Google has shown an aptitude for understanding its users, investing in diagnostic data technologies that help with patient and project management. Other companies, like eBay and PayPal, have shown a similar knack for understanding what the consumer wants. Those are the companies healthcare should be looking to, said Hawkins.
“I think we see payers that are very interested in that, too,” he said. “I think a direct-to-patient experience might be the future there. I see payers, to truly stay relevant, going more and more directly to patients.”
There’s evidence that established providers are starting to feel the pressure follow in the same consumer-facing direction as some of the big tech giants. And there are some ways in which they can do so.
Step one among health systems is to build a critical mass, leveraging scale to reach the highest number of patients; these days, that’s done mostly through consolidation.
Step two is the adoption of a health information system, such as Cerner, to manage data across health systems. Step three, which some are doing, is to adopt a health plan and be willing to switch value-based reimbursement models.
Healthcare organizations should be future-proofing their investments by putting more into technologies that can help break through on that promise, said Hawkins.
“The lesson is, long-term, information transparency wins,” he said. “Amazon is really great at taking information like prices — things that are important to consumers — and building that into an engaging consumer experience, and bringing transparency to that. Apple does that really well. A major feature of both is convenience. Amazon’s done a great job at transparency and convenience, and people love it.

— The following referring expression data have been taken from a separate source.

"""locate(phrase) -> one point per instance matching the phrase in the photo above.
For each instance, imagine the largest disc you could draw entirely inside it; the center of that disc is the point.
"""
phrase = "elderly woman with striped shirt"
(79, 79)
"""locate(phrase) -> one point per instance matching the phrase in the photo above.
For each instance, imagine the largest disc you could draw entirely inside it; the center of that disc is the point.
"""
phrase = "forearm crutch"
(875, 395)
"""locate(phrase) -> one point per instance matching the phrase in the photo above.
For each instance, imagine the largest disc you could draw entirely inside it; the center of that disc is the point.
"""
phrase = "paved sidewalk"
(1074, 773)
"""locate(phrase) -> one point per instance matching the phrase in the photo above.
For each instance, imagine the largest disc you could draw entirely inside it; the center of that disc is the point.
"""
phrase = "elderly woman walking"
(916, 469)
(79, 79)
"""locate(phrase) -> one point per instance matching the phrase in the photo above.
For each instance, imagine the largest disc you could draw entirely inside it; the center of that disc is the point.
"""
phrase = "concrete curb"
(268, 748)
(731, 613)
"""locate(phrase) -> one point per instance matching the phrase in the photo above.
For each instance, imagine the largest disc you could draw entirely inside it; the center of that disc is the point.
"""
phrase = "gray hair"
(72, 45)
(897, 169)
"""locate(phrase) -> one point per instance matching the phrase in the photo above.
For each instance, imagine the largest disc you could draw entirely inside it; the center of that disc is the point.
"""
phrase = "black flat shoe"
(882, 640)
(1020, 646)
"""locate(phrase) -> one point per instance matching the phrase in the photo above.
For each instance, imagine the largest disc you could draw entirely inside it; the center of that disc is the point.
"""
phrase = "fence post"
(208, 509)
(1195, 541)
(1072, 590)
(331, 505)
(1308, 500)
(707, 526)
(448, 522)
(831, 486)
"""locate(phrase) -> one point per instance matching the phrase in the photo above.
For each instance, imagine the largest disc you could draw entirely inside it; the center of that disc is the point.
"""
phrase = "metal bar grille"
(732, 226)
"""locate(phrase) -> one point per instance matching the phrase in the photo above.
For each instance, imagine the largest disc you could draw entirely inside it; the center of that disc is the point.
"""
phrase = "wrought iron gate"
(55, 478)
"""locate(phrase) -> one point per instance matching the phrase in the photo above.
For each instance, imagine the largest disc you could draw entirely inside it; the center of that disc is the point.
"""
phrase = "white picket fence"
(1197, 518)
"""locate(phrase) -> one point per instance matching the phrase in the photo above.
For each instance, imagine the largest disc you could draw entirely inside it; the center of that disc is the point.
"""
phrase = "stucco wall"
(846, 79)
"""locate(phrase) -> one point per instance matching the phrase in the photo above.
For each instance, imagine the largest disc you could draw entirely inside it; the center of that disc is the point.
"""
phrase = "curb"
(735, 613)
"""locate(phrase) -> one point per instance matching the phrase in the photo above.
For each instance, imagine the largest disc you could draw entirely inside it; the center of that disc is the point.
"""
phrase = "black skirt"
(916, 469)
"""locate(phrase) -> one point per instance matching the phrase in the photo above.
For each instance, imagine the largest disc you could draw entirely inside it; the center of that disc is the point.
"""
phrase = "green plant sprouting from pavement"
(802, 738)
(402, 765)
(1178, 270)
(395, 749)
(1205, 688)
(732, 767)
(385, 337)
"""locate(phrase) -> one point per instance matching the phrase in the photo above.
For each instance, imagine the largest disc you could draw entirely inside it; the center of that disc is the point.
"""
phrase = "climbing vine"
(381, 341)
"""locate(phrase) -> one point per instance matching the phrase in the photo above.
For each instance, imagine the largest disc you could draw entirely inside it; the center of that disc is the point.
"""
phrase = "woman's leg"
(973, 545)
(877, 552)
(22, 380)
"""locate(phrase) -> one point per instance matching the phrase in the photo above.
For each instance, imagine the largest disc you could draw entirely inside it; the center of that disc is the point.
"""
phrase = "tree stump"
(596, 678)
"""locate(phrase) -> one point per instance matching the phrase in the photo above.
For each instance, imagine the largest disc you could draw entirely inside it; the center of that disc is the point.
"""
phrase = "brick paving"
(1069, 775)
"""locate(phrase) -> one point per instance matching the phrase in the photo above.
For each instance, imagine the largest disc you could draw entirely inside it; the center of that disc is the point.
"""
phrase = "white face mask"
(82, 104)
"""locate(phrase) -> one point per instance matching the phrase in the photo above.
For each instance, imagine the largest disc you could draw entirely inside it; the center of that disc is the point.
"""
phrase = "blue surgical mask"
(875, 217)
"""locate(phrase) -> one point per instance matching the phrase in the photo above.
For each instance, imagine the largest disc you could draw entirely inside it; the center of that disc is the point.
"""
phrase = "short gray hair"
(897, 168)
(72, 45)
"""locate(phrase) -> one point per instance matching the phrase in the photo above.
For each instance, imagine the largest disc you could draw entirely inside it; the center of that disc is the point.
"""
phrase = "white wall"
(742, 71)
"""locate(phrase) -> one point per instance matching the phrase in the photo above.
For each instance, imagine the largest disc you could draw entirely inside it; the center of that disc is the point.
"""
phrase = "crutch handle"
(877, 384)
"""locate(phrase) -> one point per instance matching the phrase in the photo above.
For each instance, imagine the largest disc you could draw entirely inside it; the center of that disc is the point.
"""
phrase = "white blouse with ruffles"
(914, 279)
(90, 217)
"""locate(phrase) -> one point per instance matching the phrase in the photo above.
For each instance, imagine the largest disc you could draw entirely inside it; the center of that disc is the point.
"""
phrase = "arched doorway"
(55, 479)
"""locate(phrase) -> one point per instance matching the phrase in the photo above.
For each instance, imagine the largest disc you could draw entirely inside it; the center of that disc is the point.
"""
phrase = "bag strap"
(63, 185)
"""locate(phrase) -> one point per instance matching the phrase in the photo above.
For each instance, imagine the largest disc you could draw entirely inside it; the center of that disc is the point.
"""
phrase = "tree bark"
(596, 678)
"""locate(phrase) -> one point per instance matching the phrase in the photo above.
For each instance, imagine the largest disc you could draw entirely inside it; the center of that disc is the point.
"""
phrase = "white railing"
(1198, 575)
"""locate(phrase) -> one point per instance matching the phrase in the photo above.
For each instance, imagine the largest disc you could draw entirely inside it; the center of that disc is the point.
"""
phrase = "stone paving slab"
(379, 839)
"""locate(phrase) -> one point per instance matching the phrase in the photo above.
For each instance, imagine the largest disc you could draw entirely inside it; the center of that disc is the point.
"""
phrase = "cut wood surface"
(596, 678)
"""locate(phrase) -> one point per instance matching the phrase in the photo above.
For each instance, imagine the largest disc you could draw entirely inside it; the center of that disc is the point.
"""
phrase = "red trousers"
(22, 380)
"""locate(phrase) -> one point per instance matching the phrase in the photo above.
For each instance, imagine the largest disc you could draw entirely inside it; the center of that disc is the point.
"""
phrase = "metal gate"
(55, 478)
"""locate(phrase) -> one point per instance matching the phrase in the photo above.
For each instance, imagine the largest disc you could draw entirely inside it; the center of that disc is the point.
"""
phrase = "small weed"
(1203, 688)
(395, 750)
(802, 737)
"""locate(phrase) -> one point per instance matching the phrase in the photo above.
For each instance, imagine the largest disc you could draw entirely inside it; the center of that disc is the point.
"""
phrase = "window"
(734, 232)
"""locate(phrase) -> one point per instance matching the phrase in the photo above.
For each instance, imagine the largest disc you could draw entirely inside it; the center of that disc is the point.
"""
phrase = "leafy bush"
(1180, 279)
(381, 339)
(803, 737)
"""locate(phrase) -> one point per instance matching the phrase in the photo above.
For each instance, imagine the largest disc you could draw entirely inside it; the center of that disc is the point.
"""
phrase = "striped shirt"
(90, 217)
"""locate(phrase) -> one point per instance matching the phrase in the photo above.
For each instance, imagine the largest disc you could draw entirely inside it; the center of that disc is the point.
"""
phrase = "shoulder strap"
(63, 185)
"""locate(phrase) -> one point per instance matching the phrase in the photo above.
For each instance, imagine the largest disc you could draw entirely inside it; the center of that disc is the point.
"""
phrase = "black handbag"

The lack of transparency is starting to frustrate consumers. The goal should be making things easier, such as processing payments. Estimating payment at the point of care, prior to the actual delivery of care, is not only an effective consumer engagement strategy, it’s technologically viable, even today.
Finding a good technology vendor can free a health system’s in-house staff to focus in what matters, which is patient care, said Hawkins.
“I would advocate for true partnership,” he said. “If they’re having to do their own tech work, something has failed them along the way, and they’re investing in things that are not core to most provider organizations.
“I think we’ll see some fantastic things over the next five, 10 years,” said Hawkins. “We’re going to see more uses for AI, more predictive technologies. I think it’s just a super exciting time.”